Der Staat hat seine aktuelle Schuldenkrise selbst verursacht

Ein freiheitlicher Staat finanziert seine Aufgaben grundsätzlich aus Steuererträgen. Er lässt laut Paul Kirchhof die Produktionsfaktoren Kapital und Arbeit durch Garantie der Eigentümer- und Berufsfreiheit in privater Hand, verzichtet also auf die Finanzierung des Staates durch Staatsdomänen und -unternehmen. Paul Kirchhof erklärt: „Er sichert seine Finanzkraft, indem er steuerlich am Erfolg des privaten Wirtschaftens teilhat. Grundsätzlich kann der Staat finanzwirtschaftlich nur geben, was er vorher steuerlich genommen hat.“ Da der Staat in der Vergangenheit allerdings immer mehr ausgegeben als er eingenommen hat, trägt er die Schuld an der staatlichen Schuldenkrise. Paul Kirchhof ist einer der führenden Finanzexperten und bekanntesten deutschen Autoren. Er ist Professor für Öffentliches Recht sowie Direktor des Instituts für Finanz- und Steuerrecht an der Universität Heidelberg und war zwölf Jahre Richter des Bundesverfassungsgerichts.

Moderne Verfassungen erklären Übermaß und Willkür zum Unrecht schlechthin

Paul Kirchhof fordert die Schuldenbefugnis des Staates durch eine ausdrückliche verfassungsrechtliche Schuldengrenze zu beschränken, denn eine staatliche Verschuldung greift auf die zukünftige Steuerkraft des Staates vor und belastet entsprechend zukünftige Steuerbürger. Paul Kirchhof erläutert: „Dieses Verfassungskonzept, das Ausgaben durch maßvolle Steuern begrenzt und eine Verschuldung verbietet, muss von einer Kultur des Maßes getragen werden, die eine übermäßige Staatsverschuldung als Verfassungsbruch entlarvt.“

Paul Kirchhof weist darauf hin, dass moderne Verfassungen Übermaß und Willkür zum Unrecht schlechthin erklären. Wenn ein Staat in einem Haushaltsjahr mehr Mittel ausgibt, als er Abgabenerträge eingenommen hat, finanziert er seinen Gegenwartsbedarf durch Kredit zu Lasten zukünftiger Steuerzahler. Paul Kirchhof fügt hinzu: „Diese Staatsverschuldung ist verfassungsrechtlich grundsätzlich unzulässig, bedarf einer besonderen Rechtfertigung.“ Da die Wirtschaft und der Staat allerdings auf Wachstum drängen, sehen sie im Kredit ein Instrument, um die Produktivität und den Wohlstand zu mehren.

Ursprünglich sollte das demokratische Gesetzgebungsverahren die Staatsschulden mäßigen

Doch der Staat erzeugt keine Wirtschaftsgüter und ist nicht in der Erwerbswirtschaft produktiv.
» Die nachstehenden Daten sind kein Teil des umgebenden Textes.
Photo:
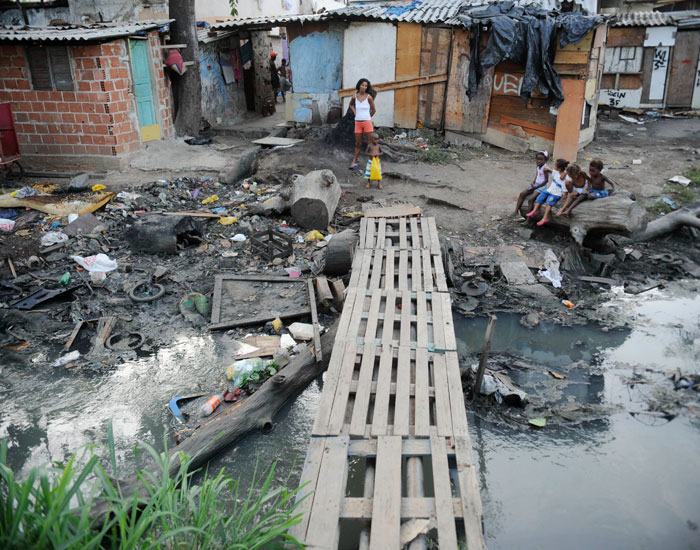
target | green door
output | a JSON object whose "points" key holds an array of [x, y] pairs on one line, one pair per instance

Seine Aufgabe ist es vielmehr eine rechtliche Friedensgemeinschaft zu organisieren, Sicherheit im individuellen Lebenslauf und im öffentlichen Leben zu gewähren, Freiheit und Gestaltung des eigenen Lebens zu garantieren, ein Existenzminimum im sozialen Elementarstatus sicherzustellen, die Gleichheit vor dem Gesetz zu verteidigen sowie die demokratischen Regeln bei der Ausübung der Staatsgewalt einzuhalten. Ursprünglich war die Demokratie laut Paul Kirchhof von dem optimistischen Gedanken bestimmt, das demokratische Gesetzgebungsverfahren werde die Steuern, die Staatsausgaben und die Staatsschulden mäßigen, weil der Steuerschuldner selbst, repräsentiert durch seinen Abgeordneten, über Steuern, Budgets und Schulden entscheidet.

Aber es kam anders. Paul Kirchhof schreibt: „Doch die demokratische Wirklichkeit hat die Abgeordneten und Kandidaten in immer neue Versprechen zusätzlicher Staatsleistungen gedrängt. Sie empfehlen sich als Vordenker für zusätzliche Ausgabeprogramme, damit für die Erhöhung von Steuern. Der auf Wiederwahl bedachte Politiker will die Wünsche seiner Wähler erfüllen. Die Wähler aber fordern höhere Staatsleistungen und geringere Steuern.“ Deshalb begünstigt seiner Meinung nach die Politik die Bürger durch Staatsleistungen, ohne ihnen dafür erforderliche Steuern aufzubürden. Der Staat weicht in die Verschuldung aus.